I first saw Star Trek: The Video Game two E3s ago, when a 30-miunte demo packed every session in the behind-closed-doors meeting room. Two years ago it was a graphical powerhouse, showed compelling cooperative gameplay between Kirk and Spock, and seemed utterly epic in its scale. Twenty-four months later, the only way to explain the final product is to borrow a page from JJ Abrams’ first Star Trek movie: a crazy wormhole changed the course of history. What should have been a can’t-miss complement to Star Trek: Into Darkness inexplicably evolved into a tedious, finicky and buggy experience whose best qualities have nothing to do with the interactive medium.
In its defense, Star Trek: The Video Game ran through several publishers and development influences on its way to retail, not to mention an inflexible deadline of the unrelated-but-not-really theatrical release of Star Trek: Into Darkness. But that’s where the defense ends. From its E3 debut two years ago to its final release, the game touted its reliance on co-op action, the ability to play as Kirk and Spock for the first time ever, and a gripping experience that spanned the universe. Unfortunately, it hits all three only by technicality.
The plot takes place between JJ Abrams’ first Star Trek and his latest outing, with the Enterprise crew running around space stations and multiple planets trying to keep the Gorn from destroying the universe via an energy weapon stolen from New Vulcan. The Gorn, as you may recall, is the race of lizard people made famous by the mano-a-mano battle against William Shatner’s version of James T. Kirk. In this version of the Star Trek universe, the Gorn have various enemy classes and are completely ‘roided out, making them more worthy adversaries in hand-to-hand combat but still “stupid lizards” when it comes to shootouts. But, you do travel the universe as you carve through their species — if you can stomach the gameplay that long.
Co-op is supposedly the name of the game here, with Kirk and Spock tag-teaming the battle against the Gorn every step of the way. For most missions they get some NPC support, but rather than “non-playable” the NP should really stand for “non-productive,” because they really serve no purpose other than window dressing and dialogue. For that matter, if you’re in a single-player game rather than blasting through with a friend, whichever character you don’t play as is equally useless due to the friendly AI in Star Trek: The Video Game being more “Absent of Intelligence” than artificially so. Whether you’re waiting for Kirk or Spock to flip a switch (he won’t), kill an enemy that’s got you pinned down (he won’t) or activate a checkpoint (he won’t), the game forces the player to do absolutely everything. The fact that you can’t switch between Kirk and Spock between missions just adds insult to lack-of-choice injury. I suppose it’s because the characters play no differently, so there’s no real reason to switch, but you must be completely at peace with your character decision before starting a game, because you’re stuck with it until everything’s (mercifully) over. But, on technicality, the missions do feature cooperative play.

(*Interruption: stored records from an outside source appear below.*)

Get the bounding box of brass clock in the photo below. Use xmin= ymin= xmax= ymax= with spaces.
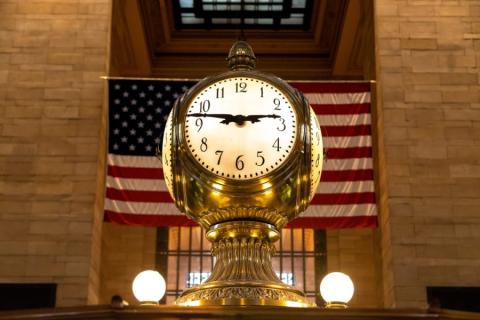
xmin=162 ymin=41 xmax=323 ymax=306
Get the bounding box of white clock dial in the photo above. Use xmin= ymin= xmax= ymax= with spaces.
xmin=309 ymin=107 xmax=323 ymax=201
xmin=185 ymin=77 xmax=297 ymax=180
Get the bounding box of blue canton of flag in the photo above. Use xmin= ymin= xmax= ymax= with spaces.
xmin=108 ymin=80 xmax=195 ymax=156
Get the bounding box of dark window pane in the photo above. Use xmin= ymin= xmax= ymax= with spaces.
xmin=0 ymin=283 xmax=57 ymax=310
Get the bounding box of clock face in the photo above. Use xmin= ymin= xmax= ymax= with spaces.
xmin=185 ymin=77 xmax=297 ymax=180
xmin=162 ymin=112 xmax=173 ymax=198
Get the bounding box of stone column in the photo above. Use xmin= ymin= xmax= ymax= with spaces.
xmin=374 ymin=0 xmax=480 ymax=307
xmin=0 ymin=0 xmax=111 ymax=306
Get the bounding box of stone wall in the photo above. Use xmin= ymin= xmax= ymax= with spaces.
xmin=375 ymin=0 xmax=480 ymax=307
xmin=100 ymin=223 xmax=156 ymax=304
xmin=327 ymin=229 xmax=382 ymax=308
xmin=0 ymin=0 xmax=110 ymax=306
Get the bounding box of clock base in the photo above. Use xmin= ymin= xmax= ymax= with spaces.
xmin=175 ymin=221 xmax=315 ymax=307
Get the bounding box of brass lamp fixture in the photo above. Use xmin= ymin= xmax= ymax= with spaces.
xmin=162 ymin=41 xmax=323 ymax=307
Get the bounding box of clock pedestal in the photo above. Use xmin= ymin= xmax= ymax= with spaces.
xmin=176 ymin=220 xmax=313 ymax=307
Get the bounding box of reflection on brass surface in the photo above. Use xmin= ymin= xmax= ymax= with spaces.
xmin=199 ymin=207 xmax=288 ymax=231
xmin=176 ymin=221 xmax=312 ymax=307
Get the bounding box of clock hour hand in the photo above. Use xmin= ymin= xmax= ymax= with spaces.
xmin=187 ymin=113 xmax=280 ymax=125
xmin=187 ymin=113 xmax=236 ymax=124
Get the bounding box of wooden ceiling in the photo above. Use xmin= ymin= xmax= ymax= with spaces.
xmin=110 ymin=0 xmax=374 ymax=80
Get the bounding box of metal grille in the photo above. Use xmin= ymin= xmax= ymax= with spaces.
xmin=157 ymin=227 xmax=326 ymax=304
xmin=173 ymin=0 xmax=313 ymax=29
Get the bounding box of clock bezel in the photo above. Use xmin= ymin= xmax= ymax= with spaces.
xmin=174 ymin=70 xmax=309 ymax=188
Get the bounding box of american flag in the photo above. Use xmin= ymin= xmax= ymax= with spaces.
xmin=104 ymin=79 xmax=377 ymax=228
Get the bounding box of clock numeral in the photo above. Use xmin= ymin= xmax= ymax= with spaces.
xmin=273 ymin=98 xmax=281 ymax=111
xmin=200 ymin=100 xmax=210 ymax=112
xmin=277 ymin=118 xmax=287 ymax=131
xmin=215 ymin=150 xmax=223 ymax=164
xmin=217 ymin=87 xmax=225 ymax=99
xmin=272 ymin=138 xmax=282 ymax=151
xmin=200 ymin=138 xmax=208 ymax=152
xmin=235 ymin=154 xmax=245 ymax=170
xmin=235 ymin=82 xmax=247 ymax=93
xmin=195 ymin=118 xmax=203 ymax=132
xmin=255 ymin=151 xmax=265 ymax=167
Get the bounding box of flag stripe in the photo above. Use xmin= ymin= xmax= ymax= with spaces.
xmin=318 ymin=113 xmax=371 ymax=127
xmin=320 ymin=169 xmax=373 ymax=182
xmin=104 ymin=207 xmax=198 ymax=227
xmin=105 ymin=198 xmax=376 ymax=217
xmin=287 ymin=216 xmax=378 ymax=229
xmin=326 ymin=147 xmax=372 ymax=161
xmin=321 ymin=124 xmax=371 ymax=137
xmin=106 ymin=175 xmax=375 ymax=193
xmin=107 ymin=188 xmax=375 ymax=205
xmin=311 ymin=103 xmax=370 ymax=115
xmin=104 ymin=210 xmax=377 ymax=229
xmin=305 ymin=92 xmax=371 ymax=105
xmin=108 ymin=154 xmax=162 ymax=168
xmin=290 ymin=82 xmax=370 ymax=94
xmin=107 ymin=165 xmax=163 ymax=179
xmin=311 ymin=192 xmax=375 ymax=205
xmin=323 ymin=136 xmax=372 ymax=149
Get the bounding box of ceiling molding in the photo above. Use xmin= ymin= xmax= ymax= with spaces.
xmin=111 ymin=0 xmax=371 ymax=80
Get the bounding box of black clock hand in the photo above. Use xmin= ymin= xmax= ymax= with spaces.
xmin=245 ymin=114 xmax=280 ymax=123
xmin=187 ymin=113 xmax=280 ymax=125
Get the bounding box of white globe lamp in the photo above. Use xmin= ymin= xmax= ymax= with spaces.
xmin=132 ymin=270 xmax=166 ymax=305
xmin=320 ymin=272 xmax=354 ymax=309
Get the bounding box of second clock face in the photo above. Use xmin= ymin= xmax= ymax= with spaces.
xmin=185 ymin=77 xmax=297 ymax=180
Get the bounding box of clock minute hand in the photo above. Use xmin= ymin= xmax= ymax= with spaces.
xmin=245 ymin=114 xmax=280 ymax=123
xmin=187 ymin=113 xmax=235 ymax=124
xmin=187 ymin=113 xmax=280 ymax=125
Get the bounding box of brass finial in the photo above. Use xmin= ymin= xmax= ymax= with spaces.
xmin=227 ymin=40 xmax=257 ymax=70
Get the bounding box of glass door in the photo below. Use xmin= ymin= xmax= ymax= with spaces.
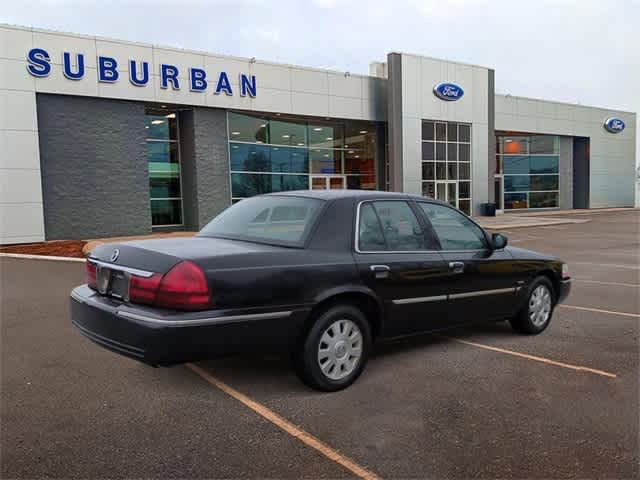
xmin=493 ymin=175 xmax=504 ymax=212
xmin=436 ymin=180 xmax=458 ymax=208
xmin=309 ymin=175 xmax=347 ymax=190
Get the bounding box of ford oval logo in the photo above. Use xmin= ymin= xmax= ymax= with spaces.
xmin=433 ymin=83 xmax=464 ymax=102
xmin=604 ymin=117 xmax=625 ymax=133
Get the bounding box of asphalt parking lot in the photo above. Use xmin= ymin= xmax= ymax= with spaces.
xmin=0 ymin=210 xmax=640 ymax=478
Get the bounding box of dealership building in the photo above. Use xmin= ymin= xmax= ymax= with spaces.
xmin=0 ymin=25 xmax=636 ymax=244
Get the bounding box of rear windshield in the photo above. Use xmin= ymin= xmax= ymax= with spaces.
xmin=198 ymin=196 xmax=324 ymax=246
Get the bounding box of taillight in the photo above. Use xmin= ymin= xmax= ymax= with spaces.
xmin=84 ymin=260 xmax=98 ymax=290
xmin=155 ymin=261 xmax=211 ymax=310
xmin=129 ymin=273 xmax=162 ymax=305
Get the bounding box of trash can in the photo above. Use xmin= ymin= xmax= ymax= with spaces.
xmin=480 ymin=203 xmax=496 ymax=217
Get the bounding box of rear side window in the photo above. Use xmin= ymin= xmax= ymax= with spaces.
xmin=419 ymin=203 xmax=486 ymax=250
xmin=358 ymin=201 xmax=425 ymax=252
xmin=198 ymin=196 xmax=324 ymax=246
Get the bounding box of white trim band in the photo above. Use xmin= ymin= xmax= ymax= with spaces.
xmin=116 ymin=310 xmax=292 ymax=327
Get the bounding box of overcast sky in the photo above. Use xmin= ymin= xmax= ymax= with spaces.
xmin=0 ymin=0 xmax=640 ymax=163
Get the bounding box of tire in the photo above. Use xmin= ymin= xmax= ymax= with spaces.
xmin=509 ymin=276 xmax=556 ymax=335
xmin=293 ymin=304 xmax=371 ymax=392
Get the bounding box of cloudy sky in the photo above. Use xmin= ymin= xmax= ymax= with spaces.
xmin=0 ymin=0 xmax=640 ymax=161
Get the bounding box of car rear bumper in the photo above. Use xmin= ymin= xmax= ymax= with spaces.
xmin=70 ymin=285 xmax=310 ymax=365
xmin=557 ymin=279 xmax=571 ymax=303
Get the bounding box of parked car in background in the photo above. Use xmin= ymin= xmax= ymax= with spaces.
xmin=71 ymin=190 xmax=570 ymax=391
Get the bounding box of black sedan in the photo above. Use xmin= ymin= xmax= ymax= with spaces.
xmin=71 ymin=190 xmax=570 ymax=390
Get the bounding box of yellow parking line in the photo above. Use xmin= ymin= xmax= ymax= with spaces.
xmin=558 ymin=303 xmax=640 ymax=318
xmin=439 ymin=335 xmax=617 ymax=378
xmin=186 ymin=363 xmax=380 ymax=480
xmin=571 ymin=277 xmax=640 ymax=288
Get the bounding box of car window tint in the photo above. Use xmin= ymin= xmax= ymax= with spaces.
xmin=358 ymin=203 xmax=387 ymax=251
xmin=373 ymin=201 xmax=424 ymax=252
xmin=199 ymin=196 xmax=324 ymax=245
xmin=419 ymin=202 xmax=486 ymax=250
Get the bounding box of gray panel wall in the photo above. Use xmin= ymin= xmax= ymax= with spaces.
xmin=559 ymin=137 xmax=573 ymax=209
xmin=36 ymin=94 xmax=151 ymax=240
xmin=180 ymin=108 xmax=231 ymax=230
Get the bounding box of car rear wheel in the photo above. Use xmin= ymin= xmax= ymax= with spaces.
xmin=511 ymin=277 xmax=555 ymax=334
xmin=294 ymin=305 xmax=371 ymax=392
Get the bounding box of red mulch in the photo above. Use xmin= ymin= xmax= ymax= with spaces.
xmin=0 ymin=240 xmax=87 ymax=258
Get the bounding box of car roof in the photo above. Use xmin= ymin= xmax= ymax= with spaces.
xmin=265 ymin=189 xmax=447 ymax=205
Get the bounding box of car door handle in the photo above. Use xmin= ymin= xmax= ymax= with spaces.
xmin=369 ymin=265 xmax=391 ymax=278
xmin=449 ymin=262 xmax=464 ymax=273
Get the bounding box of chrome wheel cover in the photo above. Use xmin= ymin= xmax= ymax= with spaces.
xmin=318 ymin=319 xmax=362 ymax=380
xmin=529 ymin=285 xmax=551 ymax=327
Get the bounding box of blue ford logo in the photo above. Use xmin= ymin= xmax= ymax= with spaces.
xmin=433 ymin=83 xmax=464 ymax=102
xmin=604 ymin=117 xmax=625 ymax=133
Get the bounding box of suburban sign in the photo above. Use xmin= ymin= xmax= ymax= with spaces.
xmin=27 ymin=48 xmax=256 ymax=97
xmin=433 ymin=83 xmax=464 ymax=102
xmin=604 ymin=117 xmax=625 ymax=133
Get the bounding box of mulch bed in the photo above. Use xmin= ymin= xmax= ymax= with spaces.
xmin=0 ymin=240 xmax=87 ymax=258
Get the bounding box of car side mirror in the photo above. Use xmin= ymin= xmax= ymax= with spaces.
xmin=491 ymin=233 xmax=508 ymax=250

The game’s bugs, though, keep even two-person co-op from saving the day. Going through a game with a friend can often eradicate the frustration of bad AI, which is technically true here, but the constant glitches in this title make it nearly unplayable in parts. Whether it’s a rally point that doesn’t register your appearance, a cover point that still doesn’t protect you from incoming fire, characters moving in the wrong direction no matter how hard you press the analog stick, avoiding debris that somehow still “hits you” from across the screen, or a “how to achieve the objective” dialogue box not appearing and leading to repeated deaths, Star Trek: The Video Game is a frustrating pile of buggy parts that never coalesce. The primary action you’ll experience here is spiking your controller in disgust, not anything related to the gameplay itself.

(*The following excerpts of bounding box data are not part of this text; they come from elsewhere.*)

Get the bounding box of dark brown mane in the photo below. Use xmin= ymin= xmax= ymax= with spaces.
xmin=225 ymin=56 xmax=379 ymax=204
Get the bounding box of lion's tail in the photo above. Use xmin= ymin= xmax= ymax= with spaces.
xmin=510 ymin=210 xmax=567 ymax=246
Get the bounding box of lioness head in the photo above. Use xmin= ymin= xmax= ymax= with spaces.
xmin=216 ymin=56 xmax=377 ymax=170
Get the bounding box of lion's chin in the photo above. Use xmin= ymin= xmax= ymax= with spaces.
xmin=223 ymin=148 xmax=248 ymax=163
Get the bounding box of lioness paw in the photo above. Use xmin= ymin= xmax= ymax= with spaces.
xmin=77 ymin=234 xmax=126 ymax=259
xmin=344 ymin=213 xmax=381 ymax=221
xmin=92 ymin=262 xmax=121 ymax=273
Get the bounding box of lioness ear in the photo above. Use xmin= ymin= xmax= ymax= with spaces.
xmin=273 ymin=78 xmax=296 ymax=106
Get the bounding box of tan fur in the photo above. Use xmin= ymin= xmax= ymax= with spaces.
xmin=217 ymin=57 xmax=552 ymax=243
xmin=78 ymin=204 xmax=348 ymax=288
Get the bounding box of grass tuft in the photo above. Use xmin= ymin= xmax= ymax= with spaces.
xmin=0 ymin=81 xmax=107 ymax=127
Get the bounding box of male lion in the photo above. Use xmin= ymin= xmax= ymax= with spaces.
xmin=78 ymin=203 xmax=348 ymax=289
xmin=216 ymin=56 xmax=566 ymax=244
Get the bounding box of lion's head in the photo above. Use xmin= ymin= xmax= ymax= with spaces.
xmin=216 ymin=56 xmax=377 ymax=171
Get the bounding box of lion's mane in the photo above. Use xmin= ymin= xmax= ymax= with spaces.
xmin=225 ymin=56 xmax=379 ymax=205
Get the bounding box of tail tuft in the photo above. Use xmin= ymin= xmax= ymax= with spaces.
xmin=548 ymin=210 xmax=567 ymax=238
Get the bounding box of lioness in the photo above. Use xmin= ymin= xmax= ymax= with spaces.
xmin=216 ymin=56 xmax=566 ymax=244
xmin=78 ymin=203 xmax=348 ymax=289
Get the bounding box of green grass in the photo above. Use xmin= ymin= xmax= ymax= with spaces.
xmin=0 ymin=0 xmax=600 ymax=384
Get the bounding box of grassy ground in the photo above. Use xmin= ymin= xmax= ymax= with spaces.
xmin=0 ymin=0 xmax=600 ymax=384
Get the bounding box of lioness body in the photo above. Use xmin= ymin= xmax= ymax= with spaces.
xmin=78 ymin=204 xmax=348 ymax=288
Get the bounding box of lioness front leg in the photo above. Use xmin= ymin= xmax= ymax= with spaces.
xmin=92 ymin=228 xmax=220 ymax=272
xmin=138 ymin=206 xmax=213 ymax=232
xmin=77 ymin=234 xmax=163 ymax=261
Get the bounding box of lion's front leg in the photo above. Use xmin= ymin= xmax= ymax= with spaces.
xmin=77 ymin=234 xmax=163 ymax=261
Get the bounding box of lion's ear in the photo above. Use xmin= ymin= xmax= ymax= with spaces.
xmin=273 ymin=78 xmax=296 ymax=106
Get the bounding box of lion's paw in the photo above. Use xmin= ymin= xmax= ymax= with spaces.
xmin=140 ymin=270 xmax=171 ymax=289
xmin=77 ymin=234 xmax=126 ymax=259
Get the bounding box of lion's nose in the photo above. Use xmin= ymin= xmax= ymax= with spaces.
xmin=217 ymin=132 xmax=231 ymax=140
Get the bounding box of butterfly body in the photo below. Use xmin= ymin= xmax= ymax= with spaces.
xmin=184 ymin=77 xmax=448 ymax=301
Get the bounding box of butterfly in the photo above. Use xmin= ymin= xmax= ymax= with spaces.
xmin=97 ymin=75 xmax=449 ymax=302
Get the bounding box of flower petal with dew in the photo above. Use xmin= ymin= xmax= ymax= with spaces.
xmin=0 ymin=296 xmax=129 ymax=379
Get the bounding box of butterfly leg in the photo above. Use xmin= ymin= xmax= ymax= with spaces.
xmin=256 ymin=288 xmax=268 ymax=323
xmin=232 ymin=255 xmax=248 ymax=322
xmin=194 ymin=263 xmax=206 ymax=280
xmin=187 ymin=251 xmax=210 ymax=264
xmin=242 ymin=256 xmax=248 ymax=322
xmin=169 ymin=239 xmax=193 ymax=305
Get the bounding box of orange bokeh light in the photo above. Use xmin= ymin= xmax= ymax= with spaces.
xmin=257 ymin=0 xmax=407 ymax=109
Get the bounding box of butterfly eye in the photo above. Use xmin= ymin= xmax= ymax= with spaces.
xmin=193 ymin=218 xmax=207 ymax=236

If there is some saving grace, it comes in the plot, voice acting and Kirk’s hair, which is about the most realistic-looking hair ever to appear in videogames. The story itself is surprisingly interesting, and it’s a shame that it has to be tied to such a frustrating and mashed-up game. I would’ve much rather watched the entire thing play out via cutscenes like a straight-up movie rather than be asked to play through the thing, to be honest. This is partially due to the movie’s voice actors reprising their roles for the game, each of whom does a solid job and plays-up his or her character dynamics and interactions with other members of the Enterprise crew. Again, had this been a movie, I think this element would’ve been more pronounced, but since it’s sandwiched and crammed between disappointing gameplay it’s going to be overlooked by most folks. Unlike Kirk’s hair, which on visual integrity alone is probably going to pad some developer’s resume.

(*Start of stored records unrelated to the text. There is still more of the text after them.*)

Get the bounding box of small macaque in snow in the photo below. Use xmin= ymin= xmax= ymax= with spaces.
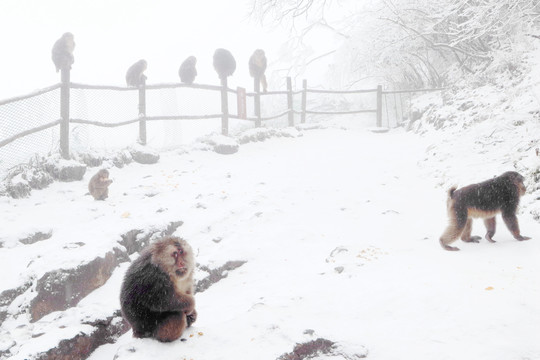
xmin=126 ymin=59 xmax=148 ymax=87
xmin=249 ymin=49 xmax=268 ymax=92
xmin=120 ymin=237 xmax=197 ymax=342
xmin=439 ymin=171 xmax=530 ymax=251
xmin=178 ymin=56 xmax=197 ymax=84
xmin=214 ymin=49 xmax=236 ymax=79
xmin=52 ymin=32 xmax=75 ymax=72
xmin=88 ymin=169 xmax=112 ymax=200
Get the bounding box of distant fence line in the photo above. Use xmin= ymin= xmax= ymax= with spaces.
xmin=0 ymin=70 xmax=442 ymax=166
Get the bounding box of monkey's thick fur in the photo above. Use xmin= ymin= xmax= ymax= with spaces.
xmin=120 ymin=237 xmax=197 ymax=342
xmin=439 ymin=171 xmax=530 ymax=251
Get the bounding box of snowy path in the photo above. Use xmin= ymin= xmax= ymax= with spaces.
xmin=1 ymin=129 xmax=540 ymax=360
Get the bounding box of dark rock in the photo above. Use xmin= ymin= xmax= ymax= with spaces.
xmin=0 ymin=282 xmax=32 ymax=325
xmin=29 ymin=249 xmax=129 ymax=322
xmin=37 ymin=312 xmax=129 ymax=360
xmin=45 ymin=160 xmax=86 ymax=182
xmin=277 ymin=338 xmax=368 ymax=360
xmin=111 ymin=150 xmax=133 ymax=168
xmin=19 ymin=230 xmax=52 ymax=245
xmin=278 ymin=338 xmax=335 ymax=360
xmin=6 ymin=181 xmax=32 ymax=199
xmin=23 ymin=169 xmax=54 ymax=190
xmin=130 ymin=147 xmax=159 ymax=164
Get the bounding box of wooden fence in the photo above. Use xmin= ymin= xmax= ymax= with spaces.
xmin=0 ymin=70 xmax=440 ymax=159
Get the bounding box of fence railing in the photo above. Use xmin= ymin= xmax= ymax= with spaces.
xmin=0 ymin=71 xmax=440 ymax=167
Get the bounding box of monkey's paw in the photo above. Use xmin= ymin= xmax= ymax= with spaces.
xmin=186 ymin=310 xmax=197 ymax=327
xmin=461 ymin=236 xmax=482 ymax=243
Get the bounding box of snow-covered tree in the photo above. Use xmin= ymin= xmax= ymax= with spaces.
xmin=253 ymin=0 xmax=540 ymax=88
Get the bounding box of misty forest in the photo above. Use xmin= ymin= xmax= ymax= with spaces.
xmin=0 ymin=0 xmax=540 ymax=360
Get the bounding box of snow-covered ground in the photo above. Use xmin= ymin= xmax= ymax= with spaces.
xmin=0 ymin=113 xmax=540 ymax=360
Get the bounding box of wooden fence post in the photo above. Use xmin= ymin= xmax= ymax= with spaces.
xmin=60 ymin=66 xmax=71 ymax=160
xmin=253 ymin=76 xmax=261 ymax=127
xmin=377 ymin=85 xmax=382 ymax=127
xmin=300 ymin=79 xmax=307 ymax=124
xmin=287 ymin=77 xmax=294 ymax=126
xmin=221 ymin=77 xmax=229 ymax=136
xmin=139 ymin=76 xmax=146 ymax=145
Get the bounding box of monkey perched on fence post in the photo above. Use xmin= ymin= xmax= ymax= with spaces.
xmin=120 ymin=237 xmax=197 ymax=342
xmin=214 ymin=49 xmax=236 ymax=80
xmin=52 ymin=32 xmax=75 ymax=72
xmin=126 ymin=59 xmax=148 ymax=87
xmin=439 ymin=171 xmax=530 ymax=251
xmin=88 ymin=169 xmax=112 ymax=200
xmin=214 ymin=49 xmax=236 ymax=135
xmin=249 ymin=49 xmax=268 ymax=92
xmin=178 ymin=56 xmax=197 ymax=84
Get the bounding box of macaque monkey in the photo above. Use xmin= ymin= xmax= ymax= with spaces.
xmin=126 ymin=59 xmax=148 ymax=87
xmin=249 ymin=49 xmax=268 ymax=92
xmin=214 ymin=49 xmax=236 ymax=79
xmin=88 ymin=169 xmax=112 ymax=200
xmin=120 ymin=237 xmax=197 ymax=342
xmin=52 ymin=32 xmax=75 ymax=72
xmin=439 ymin=171 xmax=530 ymax=251
xmin=178 ymin=56 xmax=197 ymax=84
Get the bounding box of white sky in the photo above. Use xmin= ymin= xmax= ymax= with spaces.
xmin=0 ymin=0 xmax=286 ymax=99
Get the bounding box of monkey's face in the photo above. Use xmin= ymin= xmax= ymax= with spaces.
xmin=511 ymin=172 xmax=527 ymax=196
xmin=152 ymin=238 xmax=195 ymax=277
xmin=98 ymin=169 xmax=109 ymax=181
xmin=517 ymin=180 xmax=527 ymax=196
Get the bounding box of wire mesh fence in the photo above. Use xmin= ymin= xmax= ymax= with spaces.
xmin=0 ymin=75 xmax=440 ymax=175
xmin=0 ymin=86 xmax=60 ymax=169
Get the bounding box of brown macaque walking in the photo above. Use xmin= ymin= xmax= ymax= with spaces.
xmin=52 ymin=32 xmax=75 ymax=72
xmin=126 ymin=59 xmax=148 ymax=87
xmin=249 ymin=49 xmax=268 ymax=92
xmin=439 ymin=171 xmax=530 ymax=251
xmin=120 ymin=237 xmax=197 ymax=342
xmin=88 ymin=169 xmax=112 ymax=200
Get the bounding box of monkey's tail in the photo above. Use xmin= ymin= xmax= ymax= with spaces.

Other than the plot, voice acting and Kirk’s hair, there’s nothing at all I would recommend about Star Trek: The Video Game. It’s a buggy mess broken up by unnecessary cutscenes only to be rewarded by more glitchy gameplay. Apparently the publisher set its phasers to stun, because “stunned” is the only way to describe how I felt about the difference between E3 debut and this final boxed product.